REITs Speak Up
W. P. Carey’s unique-to-REITs model of owning an investment manager has its advantages, CEO Trevor Bond said at NAREIT’s REITWeek this week. Trevor says it’s a good way to grow revenue (it's 10% of W.P. Carey's) without issuing equity that dilutes value. The net lease investor used this method to raise $500M during the downturn when raising equity was harder but acquisition opps looked good. (They were raising equity before it was cool.) He says the funds help buffer against cash-flow bumps and smooth out earnings. This year, it’s raised $800M (it’s been snapping up properties in Houston for the last few years, so we’re hoping to grab some of those funds too), and the company also uses its own balance sheet for acquisitions, especially for deals in which the cost of capital would be too high for a fund.

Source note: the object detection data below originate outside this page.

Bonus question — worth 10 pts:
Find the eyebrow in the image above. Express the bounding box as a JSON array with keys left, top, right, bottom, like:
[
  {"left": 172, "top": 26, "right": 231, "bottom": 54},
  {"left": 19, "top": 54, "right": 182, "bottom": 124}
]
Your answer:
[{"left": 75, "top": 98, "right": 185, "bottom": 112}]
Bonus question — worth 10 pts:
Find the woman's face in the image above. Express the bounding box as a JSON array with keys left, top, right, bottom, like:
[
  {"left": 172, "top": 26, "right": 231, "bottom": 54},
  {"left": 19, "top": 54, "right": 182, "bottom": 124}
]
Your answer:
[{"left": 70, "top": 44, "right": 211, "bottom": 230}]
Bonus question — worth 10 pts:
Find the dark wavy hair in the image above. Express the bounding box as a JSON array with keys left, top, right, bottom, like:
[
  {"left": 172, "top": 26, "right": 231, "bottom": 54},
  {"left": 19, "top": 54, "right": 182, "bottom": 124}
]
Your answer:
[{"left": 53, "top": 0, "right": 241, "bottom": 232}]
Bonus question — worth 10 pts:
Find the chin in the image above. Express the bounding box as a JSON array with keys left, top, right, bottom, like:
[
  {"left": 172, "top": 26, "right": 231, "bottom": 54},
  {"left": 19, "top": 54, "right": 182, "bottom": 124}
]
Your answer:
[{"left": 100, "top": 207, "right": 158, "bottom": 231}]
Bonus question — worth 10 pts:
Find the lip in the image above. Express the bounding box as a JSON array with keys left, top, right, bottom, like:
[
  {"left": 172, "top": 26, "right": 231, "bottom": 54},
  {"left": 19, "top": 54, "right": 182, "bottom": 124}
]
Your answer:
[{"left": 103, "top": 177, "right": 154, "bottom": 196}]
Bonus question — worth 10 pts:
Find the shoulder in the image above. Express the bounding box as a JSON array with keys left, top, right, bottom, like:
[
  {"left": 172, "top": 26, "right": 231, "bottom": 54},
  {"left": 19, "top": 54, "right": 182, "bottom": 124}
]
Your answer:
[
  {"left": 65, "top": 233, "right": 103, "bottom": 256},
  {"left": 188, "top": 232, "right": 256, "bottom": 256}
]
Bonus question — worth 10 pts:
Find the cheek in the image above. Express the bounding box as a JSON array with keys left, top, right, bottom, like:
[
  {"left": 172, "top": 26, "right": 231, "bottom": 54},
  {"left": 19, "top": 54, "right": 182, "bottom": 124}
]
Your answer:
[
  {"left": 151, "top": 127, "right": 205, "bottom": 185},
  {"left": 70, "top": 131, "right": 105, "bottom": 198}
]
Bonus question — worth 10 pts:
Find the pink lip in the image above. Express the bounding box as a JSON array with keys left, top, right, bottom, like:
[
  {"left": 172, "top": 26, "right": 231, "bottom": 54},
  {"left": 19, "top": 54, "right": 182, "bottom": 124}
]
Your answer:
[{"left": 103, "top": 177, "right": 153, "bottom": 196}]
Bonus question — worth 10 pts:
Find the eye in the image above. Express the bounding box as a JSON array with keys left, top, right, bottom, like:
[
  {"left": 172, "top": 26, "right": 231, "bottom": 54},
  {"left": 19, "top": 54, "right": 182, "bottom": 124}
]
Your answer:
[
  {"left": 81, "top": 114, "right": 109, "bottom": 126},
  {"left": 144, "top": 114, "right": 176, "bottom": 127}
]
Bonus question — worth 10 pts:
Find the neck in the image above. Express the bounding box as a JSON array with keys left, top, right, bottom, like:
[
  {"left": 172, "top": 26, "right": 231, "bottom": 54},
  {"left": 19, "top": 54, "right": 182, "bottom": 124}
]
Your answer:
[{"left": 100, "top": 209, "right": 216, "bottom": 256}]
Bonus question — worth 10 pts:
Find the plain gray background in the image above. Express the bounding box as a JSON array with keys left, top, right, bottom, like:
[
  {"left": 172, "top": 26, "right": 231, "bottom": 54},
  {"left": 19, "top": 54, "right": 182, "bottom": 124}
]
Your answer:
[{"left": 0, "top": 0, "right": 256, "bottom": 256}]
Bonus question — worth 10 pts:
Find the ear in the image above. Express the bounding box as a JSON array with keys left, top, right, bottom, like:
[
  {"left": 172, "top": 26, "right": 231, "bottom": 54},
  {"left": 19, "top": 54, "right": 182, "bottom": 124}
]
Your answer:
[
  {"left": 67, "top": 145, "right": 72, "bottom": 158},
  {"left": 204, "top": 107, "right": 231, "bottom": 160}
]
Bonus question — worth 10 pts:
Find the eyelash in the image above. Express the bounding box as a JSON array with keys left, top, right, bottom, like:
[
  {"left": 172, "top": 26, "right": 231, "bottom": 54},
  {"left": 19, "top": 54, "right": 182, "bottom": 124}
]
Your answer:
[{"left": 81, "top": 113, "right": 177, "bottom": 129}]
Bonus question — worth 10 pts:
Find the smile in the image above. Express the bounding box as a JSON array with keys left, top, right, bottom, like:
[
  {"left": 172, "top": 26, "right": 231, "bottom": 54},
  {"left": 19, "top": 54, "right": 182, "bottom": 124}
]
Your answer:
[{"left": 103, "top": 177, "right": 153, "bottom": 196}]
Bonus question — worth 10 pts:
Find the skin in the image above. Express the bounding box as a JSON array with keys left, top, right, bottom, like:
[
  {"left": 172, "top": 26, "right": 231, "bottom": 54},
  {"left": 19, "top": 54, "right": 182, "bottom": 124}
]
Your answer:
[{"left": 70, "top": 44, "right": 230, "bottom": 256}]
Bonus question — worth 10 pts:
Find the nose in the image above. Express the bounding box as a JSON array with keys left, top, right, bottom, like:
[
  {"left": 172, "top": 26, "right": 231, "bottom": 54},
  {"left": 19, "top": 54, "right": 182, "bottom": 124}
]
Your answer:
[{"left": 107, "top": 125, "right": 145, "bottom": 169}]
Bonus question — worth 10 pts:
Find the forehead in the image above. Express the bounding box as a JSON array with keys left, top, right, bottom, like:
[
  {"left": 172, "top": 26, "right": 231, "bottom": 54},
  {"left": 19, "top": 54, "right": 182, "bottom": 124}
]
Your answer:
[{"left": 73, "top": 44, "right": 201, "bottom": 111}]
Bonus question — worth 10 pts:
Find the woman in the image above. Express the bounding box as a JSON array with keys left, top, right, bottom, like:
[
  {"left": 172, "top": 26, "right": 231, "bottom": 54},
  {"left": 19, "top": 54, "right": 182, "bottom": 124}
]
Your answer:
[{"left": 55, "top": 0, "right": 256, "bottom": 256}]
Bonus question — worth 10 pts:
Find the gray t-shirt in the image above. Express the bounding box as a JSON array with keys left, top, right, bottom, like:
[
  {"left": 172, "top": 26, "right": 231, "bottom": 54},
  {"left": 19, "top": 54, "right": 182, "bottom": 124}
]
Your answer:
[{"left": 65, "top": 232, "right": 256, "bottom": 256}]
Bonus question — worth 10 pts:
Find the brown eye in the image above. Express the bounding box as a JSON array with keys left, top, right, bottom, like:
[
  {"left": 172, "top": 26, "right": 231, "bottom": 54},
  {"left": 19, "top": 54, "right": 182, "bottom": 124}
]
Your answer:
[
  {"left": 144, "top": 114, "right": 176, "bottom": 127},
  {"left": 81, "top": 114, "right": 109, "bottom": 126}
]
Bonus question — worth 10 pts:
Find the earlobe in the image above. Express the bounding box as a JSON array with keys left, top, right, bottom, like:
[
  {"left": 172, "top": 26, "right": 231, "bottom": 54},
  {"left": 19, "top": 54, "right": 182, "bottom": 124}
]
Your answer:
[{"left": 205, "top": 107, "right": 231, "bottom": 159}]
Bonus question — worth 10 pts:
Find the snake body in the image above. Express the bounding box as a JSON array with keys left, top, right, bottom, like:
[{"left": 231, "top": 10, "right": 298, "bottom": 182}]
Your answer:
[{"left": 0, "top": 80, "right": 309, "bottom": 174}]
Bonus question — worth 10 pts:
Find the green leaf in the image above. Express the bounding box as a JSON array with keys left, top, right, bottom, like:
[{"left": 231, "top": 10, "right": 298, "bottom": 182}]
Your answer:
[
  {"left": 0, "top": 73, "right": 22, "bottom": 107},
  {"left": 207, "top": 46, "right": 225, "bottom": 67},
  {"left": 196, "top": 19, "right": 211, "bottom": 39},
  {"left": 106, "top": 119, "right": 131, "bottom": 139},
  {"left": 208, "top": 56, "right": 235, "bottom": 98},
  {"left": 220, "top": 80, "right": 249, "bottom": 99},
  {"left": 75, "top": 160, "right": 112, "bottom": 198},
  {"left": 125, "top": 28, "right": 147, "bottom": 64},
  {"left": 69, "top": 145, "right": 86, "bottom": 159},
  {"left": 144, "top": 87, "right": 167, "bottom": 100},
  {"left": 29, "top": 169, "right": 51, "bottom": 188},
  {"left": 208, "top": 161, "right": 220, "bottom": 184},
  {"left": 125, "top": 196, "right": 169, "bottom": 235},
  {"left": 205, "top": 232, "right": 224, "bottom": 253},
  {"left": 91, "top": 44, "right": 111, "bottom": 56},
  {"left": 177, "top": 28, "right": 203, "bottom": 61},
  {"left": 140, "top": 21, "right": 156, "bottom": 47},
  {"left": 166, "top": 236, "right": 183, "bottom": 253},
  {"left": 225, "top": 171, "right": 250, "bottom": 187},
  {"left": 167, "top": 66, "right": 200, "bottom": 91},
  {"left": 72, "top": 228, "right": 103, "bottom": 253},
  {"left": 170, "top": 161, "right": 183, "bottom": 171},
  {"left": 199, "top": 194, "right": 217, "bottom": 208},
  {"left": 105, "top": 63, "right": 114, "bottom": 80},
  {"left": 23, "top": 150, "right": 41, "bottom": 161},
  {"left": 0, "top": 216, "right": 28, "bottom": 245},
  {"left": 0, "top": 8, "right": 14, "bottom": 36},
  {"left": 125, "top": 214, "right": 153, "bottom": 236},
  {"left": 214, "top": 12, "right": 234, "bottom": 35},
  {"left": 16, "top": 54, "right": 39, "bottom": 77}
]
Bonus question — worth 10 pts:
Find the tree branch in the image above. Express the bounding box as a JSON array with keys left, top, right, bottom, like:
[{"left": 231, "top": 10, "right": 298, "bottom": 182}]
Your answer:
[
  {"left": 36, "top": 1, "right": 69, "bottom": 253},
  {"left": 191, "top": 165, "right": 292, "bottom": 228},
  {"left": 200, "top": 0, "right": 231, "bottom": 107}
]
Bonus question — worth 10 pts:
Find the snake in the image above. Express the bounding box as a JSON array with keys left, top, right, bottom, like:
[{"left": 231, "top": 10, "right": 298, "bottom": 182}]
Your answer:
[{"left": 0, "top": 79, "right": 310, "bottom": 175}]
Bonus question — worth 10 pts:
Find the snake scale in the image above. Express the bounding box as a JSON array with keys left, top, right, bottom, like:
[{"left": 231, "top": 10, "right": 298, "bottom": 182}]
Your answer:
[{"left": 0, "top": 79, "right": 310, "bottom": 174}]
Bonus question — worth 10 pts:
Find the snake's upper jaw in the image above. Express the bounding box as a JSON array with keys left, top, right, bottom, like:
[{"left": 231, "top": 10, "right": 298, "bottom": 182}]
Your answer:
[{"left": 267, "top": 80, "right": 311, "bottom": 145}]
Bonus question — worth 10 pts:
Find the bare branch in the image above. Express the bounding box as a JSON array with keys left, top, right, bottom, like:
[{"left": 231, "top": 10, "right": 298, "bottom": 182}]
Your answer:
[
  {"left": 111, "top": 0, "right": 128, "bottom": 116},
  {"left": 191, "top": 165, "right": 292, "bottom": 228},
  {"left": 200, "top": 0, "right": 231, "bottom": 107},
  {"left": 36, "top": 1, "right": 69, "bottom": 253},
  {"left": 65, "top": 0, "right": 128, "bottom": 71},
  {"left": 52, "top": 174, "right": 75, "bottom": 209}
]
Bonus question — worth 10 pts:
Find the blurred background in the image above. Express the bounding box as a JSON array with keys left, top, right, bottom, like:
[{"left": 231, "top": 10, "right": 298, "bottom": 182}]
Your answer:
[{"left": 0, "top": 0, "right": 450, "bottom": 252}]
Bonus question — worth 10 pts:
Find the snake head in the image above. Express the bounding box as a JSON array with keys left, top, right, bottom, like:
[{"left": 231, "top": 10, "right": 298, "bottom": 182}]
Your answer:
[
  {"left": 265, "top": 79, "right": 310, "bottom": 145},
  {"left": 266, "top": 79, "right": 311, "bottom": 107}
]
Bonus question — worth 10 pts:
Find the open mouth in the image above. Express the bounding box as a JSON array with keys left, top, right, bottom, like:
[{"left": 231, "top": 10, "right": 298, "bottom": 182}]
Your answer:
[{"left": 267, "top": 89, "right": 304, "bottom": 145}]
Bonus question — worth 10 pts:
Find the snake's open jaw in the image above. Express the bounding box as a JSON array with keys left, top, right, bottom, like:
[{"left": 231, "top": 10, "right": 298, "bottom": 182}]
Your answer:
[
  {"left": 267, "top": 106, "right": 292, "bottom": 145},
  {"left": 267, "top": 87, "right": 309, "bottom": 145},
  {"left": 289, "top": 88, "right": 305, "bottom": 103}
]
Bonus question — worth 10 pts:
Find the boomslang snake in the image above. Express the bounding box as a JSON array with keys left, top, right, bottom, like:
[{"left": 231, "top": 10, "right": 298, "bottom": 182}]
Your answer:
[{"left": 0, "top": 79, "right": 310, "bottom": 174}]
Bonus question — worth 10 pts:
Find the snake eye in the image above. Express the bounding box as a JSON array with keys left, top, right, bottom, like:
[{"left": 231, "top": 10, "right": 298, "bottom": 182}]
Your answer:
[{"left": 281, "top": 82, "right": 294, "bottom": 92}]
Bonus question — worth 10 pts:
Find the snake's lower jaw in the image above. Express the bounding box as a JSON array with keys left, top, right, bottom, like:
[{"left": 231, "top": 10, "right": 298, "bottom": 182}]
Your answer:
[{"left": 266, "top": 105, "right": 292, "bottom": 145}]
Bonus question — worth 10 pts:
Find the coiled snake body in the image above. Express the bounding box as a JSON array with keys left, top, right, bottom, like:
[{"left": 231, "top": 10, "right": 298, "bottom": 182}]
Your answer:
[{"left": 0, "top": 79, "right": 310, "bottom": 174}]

Prologis isn’t afraid to contradict your econ prof (we tried to do that and ended up with a dunce cap)—CEO Hamid Moghadam says there’s more to the decision to build than just supply and demand; don’t forget rental rates. US industrial deliveries have grown from 20M SF in 2011 to 65M SF in 2013 and still fell dramatically short of last year’s demand for 225M SF, Hamid says. Next year, he expects, 110M SF of new inventory will be built, but that’ll be half the anticipated demand of 200M SF. Rents in the Inland Empire, Dallas, and Houston are high enough to justify the construction that’s happening there, Hamid says, but rents haven’t bounced back enough elsewhere to justify construction, despite that demand. Prologis aims for $2.5B worth of development per year but is on pace for $2B now, owing to a slower than anticipated recovery in Europe and more sluggish than expected market in Mexico.